Today was a tough day… very very mentally draining at my work. Its like I am juggling 100 balls at times in trying to remember all the things that I have to remember to do and remind other people to do. Lately I don’t cope so well with it. It makes me race on the inside, I don’t like it, and I don’t see the end in sight, which is the nature of my job but some days I wonder how will I keep up?
Today I also had a lot of things on my mind. In particular someone that I was praying for. I had one of those days that God was in the forefront of my mind, despite my stress levels. Every time I took a little break I was praying and talking to God… and I could hear him… giving me His words and His wisdom. Verses started coming to me… just the ones that I needed, I was amazed and blessed, the verses I needed according to the prayers that were in my heart. He was giving me the promises to claim for this prayer need.

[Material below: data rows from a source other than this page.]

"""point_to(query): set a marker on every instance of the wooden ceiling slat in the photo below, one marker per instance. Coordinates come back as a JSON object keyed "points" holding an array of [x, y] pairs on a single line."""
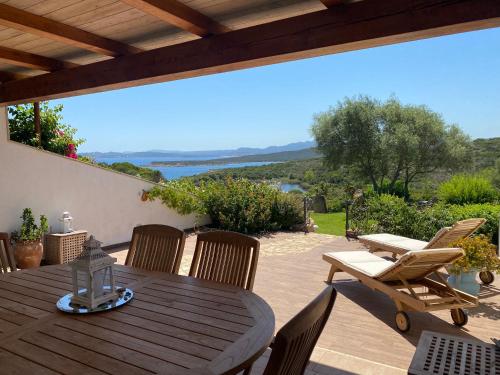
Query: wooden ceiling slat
{"points": [[32, 61], [9, 76], [180, 15], [359, 25], [34, 24]]}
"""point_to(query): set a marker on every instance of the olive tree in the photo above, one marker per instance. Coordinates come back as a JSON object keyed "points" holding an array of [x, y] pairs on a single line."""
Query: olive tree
{"points": [[388, 142]]}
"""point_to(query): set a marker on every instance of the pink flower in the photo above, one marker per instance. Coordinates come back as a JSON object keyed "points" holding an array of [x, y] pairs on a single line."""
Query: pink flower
{"points": [[71, 151]]}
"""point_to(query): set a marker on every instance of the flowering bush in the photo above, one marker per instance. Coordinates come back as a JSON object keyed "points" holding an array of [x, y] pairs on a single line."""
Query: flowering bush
{"points": [[56, 136], [237, 205]]}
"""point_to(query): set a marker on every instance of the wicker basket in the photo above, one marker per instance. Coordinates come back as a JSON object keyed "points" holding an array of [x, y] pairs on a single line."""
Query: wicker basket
{"points": [[63, 248]]}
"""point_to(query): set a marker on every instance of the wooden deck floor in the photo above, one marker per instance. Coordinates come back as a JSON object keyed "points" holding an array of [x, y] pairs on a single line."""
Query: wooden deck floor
{"points": [[361, 328]]}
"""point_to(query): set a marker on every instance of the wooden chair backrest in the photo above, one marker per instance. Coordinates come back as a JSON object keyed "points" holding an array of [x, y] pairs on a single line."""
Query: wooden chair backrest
{"points": [[226, 257], [7, 262], [156, 247], [416, 265], [294, 343], [461, 229]]}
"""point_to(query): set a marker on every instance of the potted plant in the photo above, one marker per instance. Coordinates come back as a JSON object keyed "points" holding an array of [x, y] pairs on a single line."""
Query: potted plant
{"points": [[28, 248], [480, 255]]}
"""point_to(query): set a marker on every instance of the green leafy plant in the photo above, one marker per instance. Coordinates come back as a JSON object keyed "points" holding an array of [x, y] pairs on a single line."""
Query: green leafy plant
{"points": [[480, 255], [181, 195], [390, 214], [464, 189], [30, 231], [238, 205], [57, 137]]}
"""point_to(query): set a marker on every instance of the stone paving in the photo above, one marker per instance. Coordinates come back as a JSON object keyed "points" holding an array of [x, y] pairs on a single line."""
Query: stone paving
{"points": [[360, 337]]}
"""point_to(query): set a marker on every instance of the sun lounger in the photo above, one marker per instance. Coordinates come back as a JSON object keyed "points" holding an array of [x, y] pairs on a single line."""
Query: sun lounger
{"points": [[407, 281], [399, 245]]}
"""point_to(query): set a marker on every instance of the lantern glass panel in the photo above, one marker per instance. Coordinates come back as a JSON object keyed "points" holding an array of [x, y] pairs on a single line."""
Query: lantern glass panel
{"points": [[83, 282], [99, 282]]}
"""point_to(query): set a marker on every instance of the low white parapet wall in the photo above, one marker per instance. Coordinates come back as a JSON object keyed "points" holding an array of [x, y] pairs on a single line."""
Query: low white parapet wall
{"points": [[106, 203]]}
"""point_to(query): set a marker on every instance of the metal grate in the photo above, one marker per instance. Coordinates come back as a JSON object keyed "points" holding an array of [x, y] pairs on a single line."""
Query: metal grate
{"points": [[440, 354]]}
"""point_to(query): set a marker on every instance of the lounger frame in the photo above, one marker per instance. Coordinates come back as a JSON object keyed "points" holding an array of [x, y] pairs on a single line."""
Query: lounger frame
{"points": [[439, 295], [445, 236]]}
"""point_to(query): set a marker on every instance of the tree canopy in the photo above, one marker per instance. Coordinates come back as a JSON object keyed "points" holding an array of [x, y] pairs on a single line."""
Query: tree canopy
{"points": [[56, 136], [388, 142]]}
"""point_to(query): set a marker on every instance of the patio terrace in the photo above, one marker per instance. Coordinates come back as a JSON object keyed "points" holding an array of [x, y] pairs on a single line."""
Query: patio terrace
{"points": [[360, 337]]}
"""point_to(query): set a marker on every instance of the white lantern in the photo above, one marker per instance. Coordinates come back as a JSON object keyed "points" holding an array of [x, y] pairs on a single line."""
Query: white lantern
{"points": [[66, 221], [93, 280]]}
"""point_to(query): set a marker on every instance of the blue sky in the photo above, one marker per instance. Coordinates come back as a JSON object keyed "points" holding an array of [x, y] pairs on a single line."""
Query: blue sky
{"points": [[457, 76]]}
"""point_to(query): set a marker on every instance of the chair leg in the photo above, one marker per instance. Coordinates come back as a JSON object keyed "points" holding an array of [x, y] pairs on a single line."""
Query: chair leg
{"points": [[331, 273]]}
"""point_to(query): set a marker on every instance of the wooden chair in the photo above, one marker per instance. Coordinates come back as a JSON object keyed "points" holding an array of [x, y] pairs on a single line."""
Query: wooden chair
{"points": [[226, 257], [7, 262], [156, 247], [295, 341]]}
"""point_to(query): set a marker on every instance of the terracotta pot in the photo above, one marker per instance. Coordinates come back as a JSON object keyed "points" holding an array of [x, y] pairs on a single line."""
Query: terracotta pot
{"points": [[28, 254]]}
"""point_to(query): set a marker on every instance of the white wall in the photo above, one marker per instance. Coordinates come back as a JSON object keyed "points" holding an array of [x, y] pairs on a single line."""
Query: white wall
{"points": [[105, 203]]}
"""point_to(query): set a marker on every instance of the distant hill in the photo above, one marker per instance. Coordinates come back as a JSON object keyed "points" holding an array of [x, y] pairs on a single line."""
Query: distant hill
{"points": [[209, 154], [486, 152], [308, 153]]}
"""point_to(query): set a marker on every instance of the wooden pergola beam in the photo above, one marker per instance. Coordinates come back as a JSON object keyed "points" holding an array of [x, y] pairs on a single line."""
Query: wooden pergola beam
{"points": [[47, 28], [9, 76], [32, 61], [355, 26], [333, 3], [180, 15]]}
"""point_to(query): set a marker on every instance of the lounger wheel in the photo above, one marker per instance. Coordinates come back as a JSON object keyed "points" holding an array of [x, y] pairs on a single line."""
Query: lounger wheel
{"points": [[402, 321], [459, 317], [486, 277]]}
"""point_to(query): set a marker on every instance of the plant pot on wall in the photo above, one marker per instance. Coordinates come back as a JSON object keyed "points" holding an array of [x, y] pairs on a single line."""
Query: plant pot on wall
{"points": [[28, 254], [28, 248], [466, 282]]}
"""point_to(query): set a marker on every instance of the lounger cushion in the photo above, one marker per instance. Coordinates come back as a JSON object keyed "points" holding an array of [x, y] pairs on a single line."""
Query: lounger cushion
{"points": [[391, 240], [423, 262], [363, 261]]}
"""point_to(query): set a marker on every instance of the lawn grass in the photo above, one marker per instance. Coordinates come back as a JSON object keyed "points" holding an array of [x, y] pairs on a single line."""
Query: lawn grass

I praised Him as I walked around, and did my work, and in those spare moments that I had to myself I praised Him and it was such a joy… Talking to Him through the day was like life to my body soul and spirit.
Ask Him to speak to you and ask Him to give you ears to hear what he is saying to you and showing you… He will… and despite the stress you might be going through at the same time it will revitalise you.
His Word is life. Do not doubt it and do not brush it off.
His word creates framework for change to be built on.
Speak to Him, speak His Word, hear His words.